As we learn here in verse 6, God always supports those who are unjustly afflicted.  How does He support them?

  • He sends people to stand with them.
  • He helps them find ways to ease their affliction.
  • He causes events to unfold to unmask their afflictors (if I can coin a word). Such is what He did with men like Nebuchadnezzar and Pilate.
  • He gives them victories here and there so they don’t lose hope.
  • He moves in the legal system to cause things to support justice instead of injustice. He did this on numerous occasions when the Roman, Paul, was arrested.

His support is never static and still, but dynamic and identifiable.

His support, as the Psalmist, teaches is always at work to completely topple the works of evil and darkness.  While it may not seem, at times, that truth  and holiness will prevail for falsity and sin seem to be making major headway, the wise saint who knows God, knows He’s always working behind the scenes to destroy the works of evil.  Sometimes it is through a court case a Christian wins, at other times it is in a bill which passes. Sometimes it is through a cartel which is shut down by U.S. Agents so drugs are not so readily available, while at other times it is through the revelation of evidence which brings sins committed in darkness to the light . . . so justice can be realized, finally.

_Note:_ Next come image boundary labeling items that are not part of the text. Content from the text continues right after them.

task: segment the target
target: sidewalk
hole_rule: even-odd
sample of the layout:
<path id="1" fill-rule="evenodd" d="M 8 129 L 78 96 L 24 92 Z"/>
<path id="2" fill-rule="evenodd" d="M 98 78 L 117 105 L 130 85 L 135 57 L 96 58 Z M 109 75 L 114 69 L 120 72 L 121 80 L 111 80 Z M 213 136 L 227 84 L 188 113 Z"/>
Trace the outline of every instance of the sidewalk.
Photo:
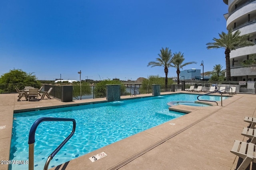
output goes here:
<path id="1" fill-rule="evenodd" d="M 68 103 L 55 99 L 17 102 L 17 96 L 0 94 L 0 126 L 6 125 L 0 129 L 1 160 L 9 159 L 14 110 L 106 101 L 104 98 Z M 223 100 L 223 105 L 177 106 L 179 109 L 193 111 L 51 169 L 234 170 L 238 158 L 230 150 L 234 140 L 248 139 L 241 135 L 243 127 L 248 125 L 243 120 L 244 116 L 256 117 L 256 95 L 237 94 Z M 107 156 L 93 162 L 89 159 L 102 152 Z M 0 165 L 0 170 L 8 167 Z"/>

Such is God’s nature and that nature which works now is but a small taste of what is to come.  Yes, each victory of good over evil, right over wrong, justice over injustice is but a small event of the grand event with the Messiah appears (Rom. 2:5; Jude 14; 1 Pet. 4:4).  So, what should you do with such grand, glorious information?  Praise Him. Should you praise Him all the time? That’s probably not possible given your life schedule.  So, what should you do?  Let your praise pulsate as you find instances of His compassion and character .

                  [1] Wikipedia, Variable Stars, accessed on February 17, 2022,

                  [2] Wayne Grudem, Bible Doctrine: Essential Teachings of the Christian Faith (Grand Rapids: Zondervan, 1999), 88.

                  [3] Norman Geisler, Systematic Theology, Vol. 2 (Minneapolis: Bethany House, 2003), 159.